To act justly is to act in truth and in fairness. It is to help those whom we serve to move toward a fuller life in Jesus by examining the wider reality of their situation. And this starts by truly viewing those we serve as equals. When seen as “charity cases” or with pity (as opposed to empathy), the people with whom we seek relationship are reduced to an image of fragile beings who do not know how to help themselves – the smallest of children. 

But that isn’t who they are! They are our brothers and sisters, and they are God’s children. And knowing them as such is one of the first steps in checking our own mentality to ensure that we are treating those we serve with dignity – as adults, as friends, as fellow travelers. 

In action, justice looks like including those we serve in our own recovery because we recognize we are all on this journey together. It is participating together in the steps toward freedom offered through Free Tuesdays. It is learning how to learn together through our GED program, by creating a learning environment free of timetables and classroom distractions so that adults of all needs can focus on their own education.
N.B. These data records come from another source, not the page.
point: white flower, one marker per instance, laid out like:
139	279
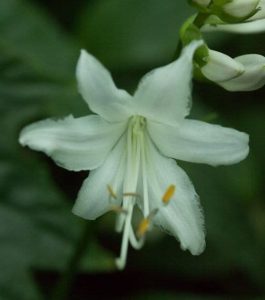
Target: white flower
130	146
243	73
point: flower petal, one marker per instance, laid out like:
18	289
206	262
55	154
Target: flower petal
165	93
199	142
99	91
75	144
182	216
93	198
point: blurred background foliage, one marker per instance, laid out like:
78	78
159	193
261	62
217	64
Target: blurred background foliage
42	245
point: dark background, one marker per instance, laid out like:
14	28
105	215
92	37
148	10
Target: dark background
45	251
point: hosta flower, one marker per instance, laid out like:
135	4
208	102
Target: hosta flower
130	145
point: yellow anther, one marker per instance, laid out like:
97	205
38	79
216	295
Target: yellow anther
169	194
143	227
118	209
111	192
130	194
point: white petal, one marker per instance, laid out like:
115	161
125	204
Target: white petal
244	28
93	198
165	93
75	144
98	89
199	142
252	78
182	217
221	67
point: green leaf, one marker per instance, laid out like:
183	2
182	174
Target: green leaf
128	34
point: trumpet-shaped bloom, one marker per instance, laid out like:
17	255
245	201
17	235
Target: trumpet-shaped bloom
130	145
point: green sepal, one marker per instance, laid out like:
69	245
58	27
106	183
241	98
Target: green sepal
216	8
201	8
189	32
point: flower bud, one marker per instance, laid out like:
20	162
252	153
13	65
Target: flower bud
255	23
221	67
240	9
260	14
200	3
253	76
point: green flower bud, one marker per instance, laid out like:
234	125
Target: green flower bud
240	9
253	76
220	67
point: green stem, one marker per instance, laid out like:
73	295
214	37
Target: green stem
200	19
64	285
198	22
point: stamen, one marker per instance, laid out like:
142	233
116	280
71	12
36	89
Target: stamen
143	227
130	194
169	194
111	192
118	209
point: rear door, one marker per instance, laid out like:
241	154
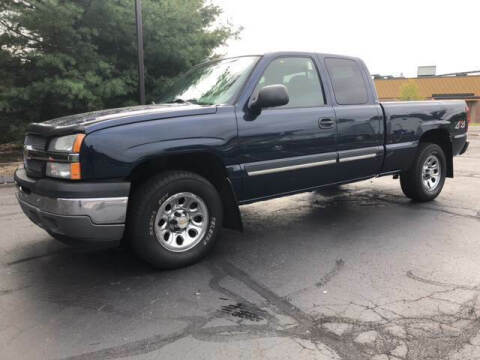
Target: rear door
291	147
359	119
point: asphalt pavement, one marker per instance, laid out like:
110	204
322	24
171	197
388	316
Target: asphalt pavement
358	272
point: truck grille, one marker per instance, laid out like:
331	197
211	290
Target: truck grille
35	168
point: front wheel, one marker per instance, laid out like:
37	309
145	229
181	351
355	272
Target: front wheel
174	219
425	179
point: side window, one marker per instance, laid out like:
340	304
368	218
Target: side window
300	77
347	80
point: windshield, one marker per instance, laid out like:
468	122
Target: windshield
213	83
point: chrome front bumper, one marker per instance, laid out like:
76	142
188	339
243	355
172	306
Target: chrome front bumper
85	219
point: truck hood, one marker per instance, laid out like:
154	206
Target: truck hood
96	120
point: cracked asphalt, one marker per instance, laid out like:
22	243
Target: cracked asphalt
358	272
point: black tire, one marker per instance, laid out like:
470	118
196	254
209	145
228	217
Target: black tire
146	202
412	180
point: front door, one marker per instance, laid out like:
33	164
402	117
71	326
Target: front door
292	147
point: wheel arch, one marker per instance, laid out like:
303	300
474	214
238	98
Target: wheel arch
441	137
203	163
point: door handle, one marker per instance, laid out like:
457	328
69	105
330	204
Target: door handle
325	123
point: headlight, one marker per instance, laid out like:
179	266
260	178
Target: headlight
69	143
69	166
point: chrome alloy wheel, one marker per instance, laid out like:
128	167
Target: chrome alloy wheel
431	173
181	222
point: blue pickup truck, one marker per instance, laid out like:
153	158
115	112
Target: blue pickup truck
165	178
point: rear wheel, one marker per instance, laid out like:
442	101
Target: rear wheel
425	179
174	219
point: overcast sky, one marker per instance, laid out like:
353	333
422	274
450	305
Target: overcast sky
392	37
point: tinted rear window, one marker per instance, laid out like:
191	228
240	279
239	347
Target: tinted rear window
347	80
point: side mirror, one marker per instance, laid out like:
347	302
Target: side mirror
269	96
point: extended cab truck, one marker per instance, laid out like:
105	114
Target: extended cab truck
230	132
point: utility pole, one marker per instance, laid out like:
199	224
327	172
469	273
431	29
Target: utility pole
141	67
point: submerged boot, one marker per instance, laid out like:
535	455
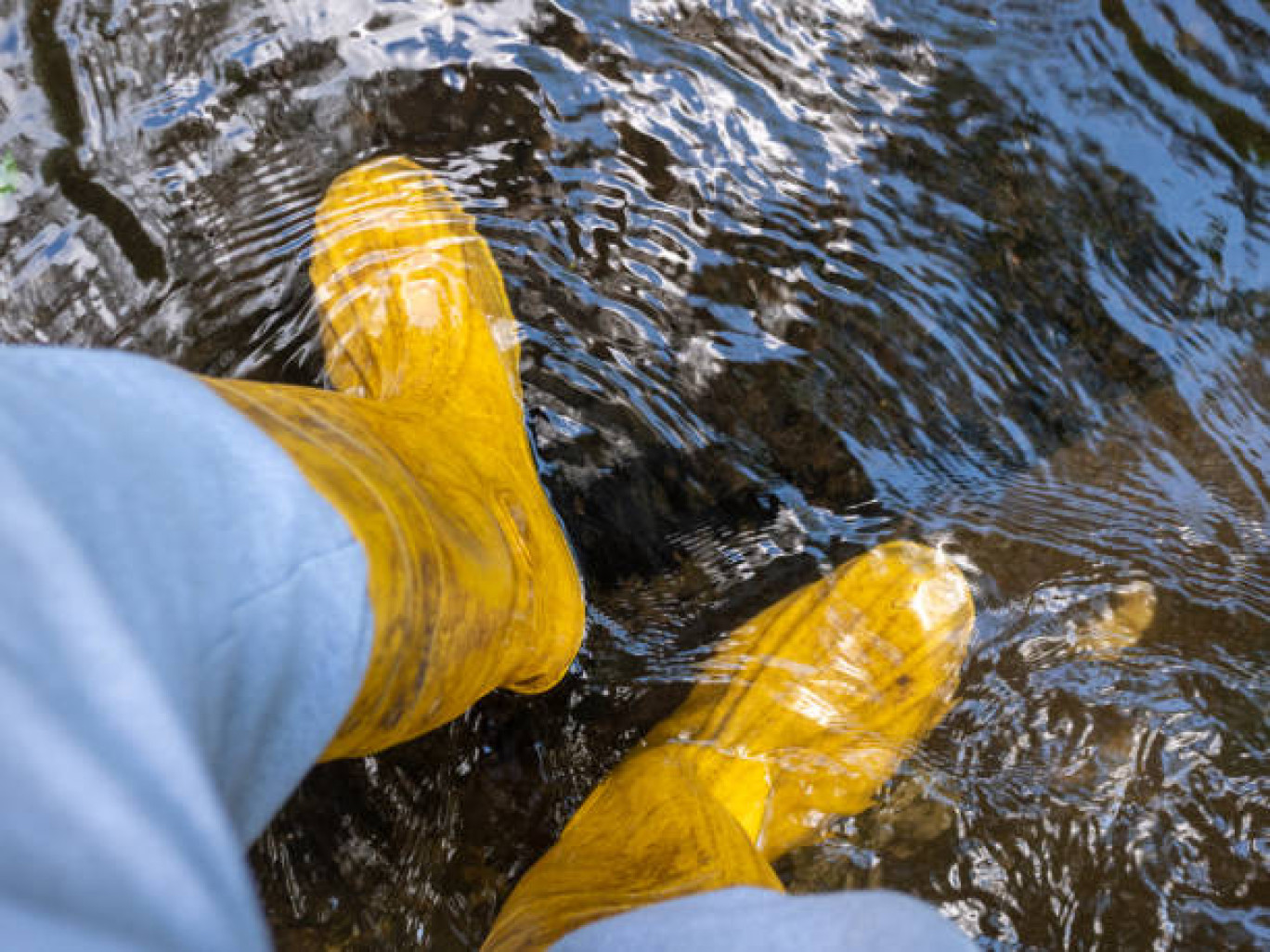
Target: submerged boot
421	448
800	716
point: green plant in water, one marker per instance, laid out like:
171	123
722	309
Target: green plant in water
9	174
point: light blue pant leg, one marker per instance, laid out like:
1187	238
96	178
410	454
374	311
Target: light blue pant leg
183	624
761	920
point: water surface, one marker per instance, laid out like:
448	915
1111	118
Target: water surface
796	278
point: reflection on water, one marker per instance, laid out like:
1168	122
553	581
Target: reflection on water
796	278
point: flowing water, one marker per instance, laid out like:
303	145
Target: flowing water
794	278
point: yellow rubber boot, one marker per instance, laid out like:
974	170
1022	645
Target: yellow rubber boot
800	716
421	448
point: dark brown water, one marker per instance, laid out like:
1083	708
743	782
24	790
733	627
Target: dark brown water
796	278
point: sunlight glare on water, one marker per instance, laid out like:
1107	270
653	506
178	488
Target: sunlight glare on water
794	279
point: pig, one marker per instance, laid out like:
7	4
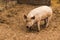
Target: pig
37	15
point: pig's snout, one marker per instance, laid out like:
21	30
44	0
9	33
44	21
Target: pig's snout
28	27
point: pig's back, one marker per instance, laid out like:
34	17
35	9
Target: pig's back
40	11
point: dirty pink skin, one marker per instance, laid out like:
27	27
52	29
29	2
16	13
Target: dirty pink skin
38	14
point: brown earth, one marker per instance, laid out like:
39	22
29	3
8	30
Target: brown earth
12	24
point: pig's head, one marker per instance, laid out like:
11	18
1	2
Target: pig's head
29	21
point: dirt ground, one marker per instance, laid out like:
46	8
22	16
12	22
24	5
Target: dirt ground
12	24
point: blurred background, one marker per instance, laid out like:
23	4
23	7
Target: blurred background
12	24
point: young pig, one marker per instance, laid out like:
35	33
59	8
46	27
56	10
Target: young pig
38	14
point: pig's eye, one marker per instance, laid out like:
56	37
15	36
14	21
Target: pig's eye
33	17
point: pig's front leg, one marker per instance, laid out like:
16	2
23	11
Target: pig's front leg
38	26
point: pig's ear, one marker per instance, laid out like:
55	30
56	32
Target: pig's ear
33	17
25	17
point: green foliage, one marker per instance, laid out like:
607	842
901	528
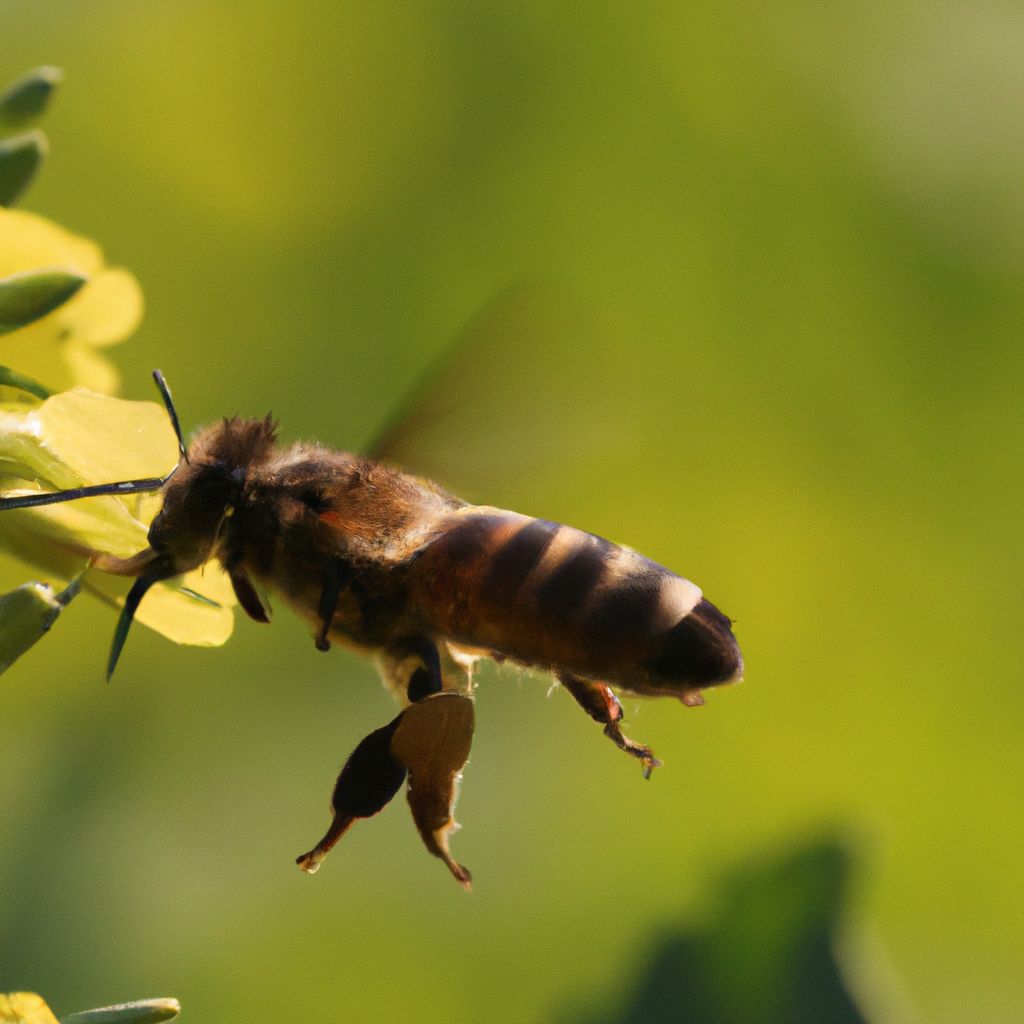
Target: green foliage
27	1008
20	158
27	614
138	1012
25	99
27	297
767	955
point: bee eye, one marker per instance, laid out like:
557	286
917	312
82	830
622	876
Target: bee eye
314	500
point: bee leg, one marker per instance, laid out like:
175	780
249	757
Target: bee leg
425	679
602	706
371	777
247	596
411	668
432	740
338	578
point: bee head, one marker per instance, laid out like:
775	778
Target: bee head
207	487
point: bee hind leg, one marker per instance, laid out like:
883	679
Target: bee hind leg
602	706
371	777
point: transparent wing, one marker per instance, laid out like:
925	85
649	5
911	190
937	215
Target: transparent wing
505	400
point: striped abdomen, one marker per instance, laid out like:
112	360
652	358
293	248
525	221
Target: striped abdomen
567	601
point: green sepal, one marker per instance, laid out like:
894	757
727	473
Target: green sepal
26	98
20	158
28	297
140	1012
26	615
11	378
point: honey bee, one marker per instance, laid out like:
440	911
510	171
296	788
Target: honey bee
380	560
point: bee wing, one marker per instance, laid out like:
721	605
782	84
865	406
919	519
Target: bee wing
502	402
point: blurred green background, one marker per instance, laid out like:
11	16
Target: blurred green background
747	286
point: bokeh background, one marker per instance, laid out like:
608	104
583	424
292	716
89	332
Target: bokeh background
743	289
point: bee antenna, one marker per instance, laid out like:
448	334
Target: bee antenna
137	592
165	393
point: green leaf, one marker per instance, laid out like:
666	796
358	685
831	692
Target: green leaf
20	157
11	378
767	956
26	615
26	98
25	1008
140	1012
28	297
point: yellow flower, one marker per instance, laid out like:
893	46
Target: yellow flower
78	438
61	349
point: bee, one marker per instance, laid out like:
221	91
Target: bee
391	564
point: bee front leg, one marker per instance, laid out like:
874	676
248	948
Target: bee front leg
339	576
602	706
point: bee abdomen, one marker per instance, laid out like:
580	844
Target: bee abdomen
558	598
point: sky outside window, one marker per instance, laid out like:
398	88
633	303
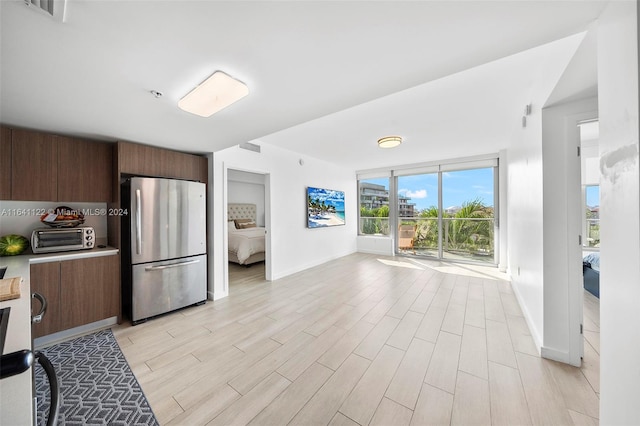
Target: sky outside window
459	187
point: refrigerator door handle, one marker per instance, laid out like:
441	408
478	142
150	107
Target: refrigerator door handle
174	265
138	222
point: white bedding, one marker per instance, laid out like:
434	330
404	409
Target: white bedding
245	242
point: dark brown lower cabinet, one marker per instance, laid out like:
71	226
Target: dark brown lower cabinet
45	279
78	292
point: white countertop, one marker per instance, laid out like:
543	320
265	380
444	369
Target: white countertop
16	392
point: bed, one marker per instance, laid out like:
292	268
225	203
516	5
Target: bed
591	273
245	237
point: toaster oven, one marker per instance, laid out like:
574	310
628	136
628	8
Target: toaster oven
48	240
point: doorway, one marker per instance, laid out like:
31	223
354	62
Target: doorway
247	213
590	218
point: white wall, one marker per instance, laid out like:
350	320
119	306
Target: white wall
245	187
524	215
292	246
619	214
562	216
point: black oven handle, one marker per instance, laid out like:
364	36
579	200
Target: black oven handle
54	387
36	319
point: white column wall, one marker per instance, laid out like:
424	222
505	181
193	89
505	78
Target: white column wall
524	215
619	214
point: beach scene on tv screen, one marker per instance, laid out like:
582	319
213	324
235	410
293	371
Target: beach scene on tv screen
325	207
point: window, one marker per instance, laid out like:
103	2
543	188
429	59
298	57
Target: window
374	206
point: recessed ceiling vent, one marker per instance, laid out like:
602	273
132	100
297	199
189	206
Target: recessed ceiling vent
53	8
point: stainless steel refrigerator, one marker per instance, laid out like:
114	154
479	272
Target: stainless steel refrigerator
164	246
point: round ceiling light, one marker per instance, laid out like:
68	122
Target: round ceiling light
389	141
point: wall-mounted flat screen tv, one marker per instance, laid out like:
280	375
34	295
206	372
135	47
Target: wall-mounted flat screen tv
325	207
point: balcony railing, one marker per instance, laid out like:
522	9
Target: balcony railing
463	238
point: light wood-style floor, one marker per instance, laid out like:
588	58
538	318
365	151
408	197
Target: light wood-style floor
362	340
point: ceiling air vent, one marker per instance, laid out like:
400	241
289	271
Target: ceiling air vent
53	8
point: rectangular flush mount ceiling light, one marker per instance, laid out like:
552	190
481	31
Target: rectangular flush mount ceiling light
215	93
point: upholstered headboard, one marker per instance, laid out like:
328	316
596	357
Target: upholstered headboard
241	211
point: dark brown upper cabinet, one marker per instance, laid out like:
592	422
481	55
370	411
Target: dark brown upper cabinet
38	166
5	163
34	166
144	160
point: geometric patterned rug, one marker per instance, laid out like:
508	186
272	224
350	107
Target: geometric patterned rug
96	384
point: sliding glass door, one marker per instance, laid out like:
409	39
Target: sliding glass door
448	212
418	219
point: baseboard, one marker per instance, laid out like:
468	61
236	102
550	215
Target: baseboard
217	296
64	335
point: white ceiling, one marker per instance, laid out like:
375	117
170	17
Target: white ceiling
326	79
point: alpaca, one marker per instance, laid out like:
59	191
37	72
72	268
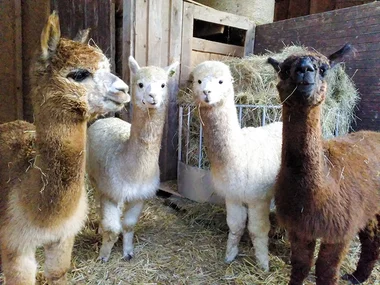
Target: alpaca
122	162
244	162
42	196
328	190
It is moving forward together with Women of Worth as we walk with women out of incarceration and into the future that God has for them. It is playing together and empowering families through our Exceptional Circles partnerships. And it is serving together through The Pantry and Pathways, where household necessities are sold to the impoverished at a small fraction of retail value so that the purchasers maintain their dignity by buying items for themselves and their families. 

Dignity. It is the word for this season of The Mosaic Center. It is a word that shines light on the goodness of God and the value of all his children.